Kamis, 29 Agustus 2013

Budaya Mengalah - Selalu Baikkah?

Budaya Mengalah - Selalu Baikkah?

October 8, 2010 at 8:26am
Written By:
Ihsan Baihaqi Ibnu Bukhari
Direktur Auladi Parenting School
Pembicara Parenting Internasional di 4 negara
dan Pembicara Nasional Parenting di 20 Propinsi, lebih dari 70 Kota di Indonesia
www.auladi.net

Sebagai bahan renungan kita ya. Mudah-mudahan kita semakin menjadi orangtua yang bermanfaat untuk anak bukan yang mematikkan potensi anak.

Salam
Forum Orangtua Shalih

Pendidikan Profesionalisme Sejak TK
Asvi Warman Adam – Ayah Seorang Murid SD

Artikel Jalaluddin Rachmat di Republika 11-12 Juni 1996 lalu membahas secara normatif apa yang harus diperbaiki dan dipersiapkan dalam bidang pendidikan nasional menghadapi era globalisasi dan perdagangan bebas tahun 2003. Kolom ini melengkapi tulisan Kang Jalal itu dengan kongres, yakni pengalaman anak saya mengikuti taman kanak-kanak di Paris, Prancis. Mudah-mudahan perbandingan ini bisa bermanfaat.

Ketika pulang ke Indonesia, putri saya yang berumur 4 tahun masuk sebuah TK favorit di bilangan Tebet, Jakarta Selatan. Hari pertama, murid-murid menaruh tasnya pada rak yang tersusun berupa 36 kotak di kelas. Kebetulan anak saya menaruh tasnya pada tempat yang sama, kotak itu sudah terisi.

Anak saya melapor ke Ibu Guru. Jawaban guru: “Semua di kelas ini punya Ibu Guru. Anak-anak boleh memakai, tetapi kalian jangan bertengkar, kamu harus hidup rukun. Kamu harus belajar mengalah.” Saya yang mengantar anak ke sekolah pada hari-hari pertama dia masuk TK di Indonesia merasa “kesalahan fatal” dalam dunia pendidikan telah dimulai sejak anak-anak berusia dini.

Anak saya ketika mendengar penjelasan ibu guru itu barangkali mengalami semacam “cultural shock” kecil-kecilan. Sebelum masuk TK di Jakarta, sedari umur 2,5 tahun ia telah ikut TK di Paris. Di Prancis, anak-anak masuk TK sejak 2 tahun terhitung bulan September. Sekolah gratis, kecuali uang makan siang yang harus dibayar orang tua. Ada tiga kategori pembayarannya berdasarkan penghasilan orang tua. Saya, penerima beasiswa dari pemerintah Prancis, termasuk klasifikasi pembayar terendah.

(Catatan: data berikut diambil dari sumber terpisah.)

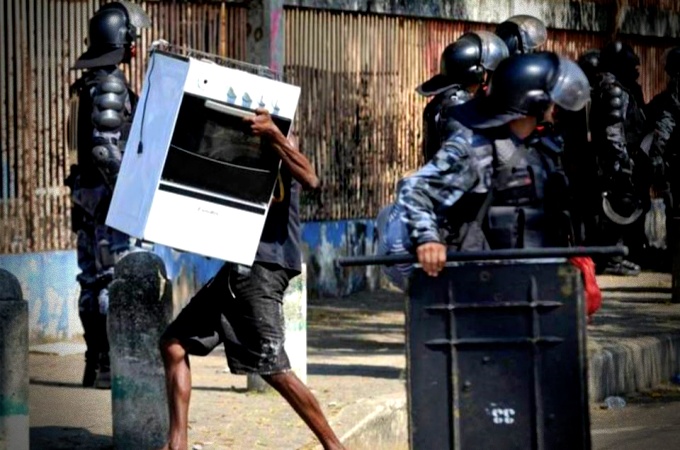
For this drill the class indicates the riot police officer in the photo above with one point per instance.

Sekolah itu mulai pukul 8 pagi sampai 16 sore dan siangnya mereka bersama-sama makan di kantin sekolah. Sekolah TK itu merupakan tanggung jawab bersama Kotapraja dan Departemen Pendidikan. Guru-gurunya digaji departemen pendidikan. Sedangkan gedung sekolah beserta perlengkapannya dibiayai dan dikelola pemerintah kota. Setiap terjadi pertambahan murid usia TK di wilayah tersebut, kotapraja bertanggung jawab menyediakan sekolah/kelas baru. Dapat dibayangkan betapa sulitnya mengatur anak usia 2 tahun.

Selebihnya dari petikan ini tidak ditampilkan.